100% but rest of the sector are more profitable and they should be restricted.

• FDI limit in multi brand retail should be reconsidered as it may affect domestic retailers.

• FDI should be promoting in the areas which could increase our exports and also should

try to reduce import of the goods. This would have positive impact of the balance of

payment on the Indian economy.


• In India the manufacturing sector can grow if infrastructure facilities are improved and

labour reforms take place. The country should take initiatives to adopt more flexible

labour laws.

• India should consciously work towards attracting greater FDI into R&D as a means of

strengthening the country’s technological prowess and competitiveness.

References

• Pradhan Surendra (2000), "Foreign Direct Investment: Risk, Return and Host Country's

Strategy", Journal of Management Research, December.
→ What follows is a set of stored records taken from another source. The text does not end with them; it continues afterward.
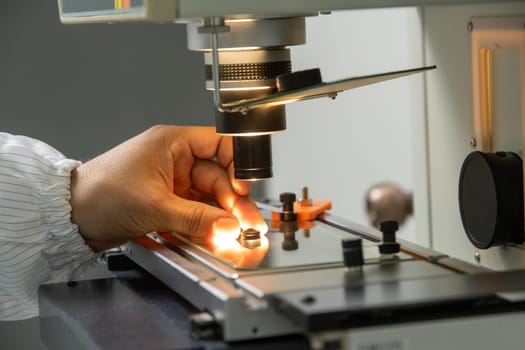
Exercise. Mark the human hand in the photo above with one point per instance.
(157, 181)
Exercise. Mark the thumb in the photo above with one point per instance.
(198, 220)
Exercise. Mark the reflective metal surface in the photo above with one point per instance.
(330, 89)
(307, 245)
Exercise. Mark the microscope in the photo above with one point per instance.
(329, 281)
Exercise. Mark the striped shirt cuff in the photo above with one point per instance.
(38, 242)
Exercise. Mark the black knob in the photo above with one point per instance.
(353, 252)
(287, 199)
(389, 245)
(491, 198)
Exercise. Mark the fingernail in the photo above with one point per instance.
(227, 227)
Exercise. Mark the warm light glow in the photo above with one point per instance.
(222, 233)
(248, 134)
(249, 88)
(231, 251)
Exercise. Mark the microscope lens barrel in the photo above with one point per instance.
(252, 157)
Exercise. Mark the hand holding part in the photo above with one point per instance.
(154, 182)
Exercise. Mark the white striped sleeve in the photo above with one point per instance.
(38, 242)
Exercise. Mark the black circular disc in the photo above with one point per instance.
(491, 198)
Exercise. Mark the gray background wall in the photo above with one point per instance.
(85, 88)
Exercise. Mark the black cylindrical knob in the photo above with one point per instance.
(353, 252)
(287, 199)
(389, 245)
(491, 198)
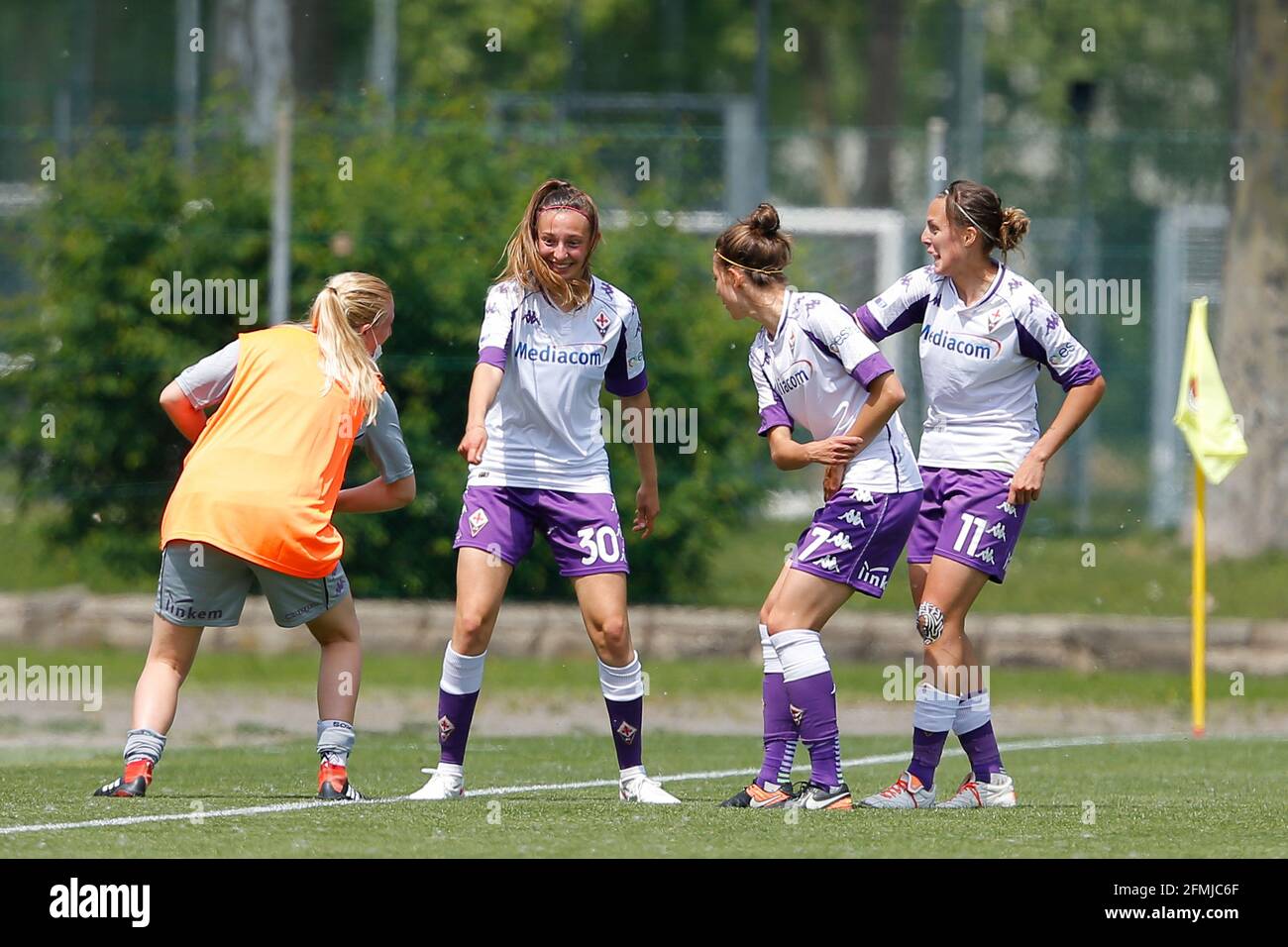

• Radhakrishnan, K.G. and Pradhan Jaya Prakash (2000). "Foreign Direct Investment in

India Policy, Trends and Determinants", Productivity, Vol. 41, No. 3, Oct.-Nov., pp. 454-

462.

• Sanjaya Lal (1974), "Less development countries and private foreign

investment,"Economic and Political Weekly, August, 3.

• Sharan, Vyuptakesh (1992), "Foreign Investments in India: Trends, Problems and

Prospects", Foreign Trade Review, Vol. xxvi, No. 1.

• Singh, K. (2005) "Foreign Direct Investment in India: A Critical Analysis of FDIfrom

1991-2005, "Centre for Civil Society, New Delhi, p. 3 142

• Srivastava, S. (2003). What is the true level of FDI flows to India?. Economic and

Political Weekly, 608-610.


• Reserve Bank of India: Handbook of Statistics on Indian Economy.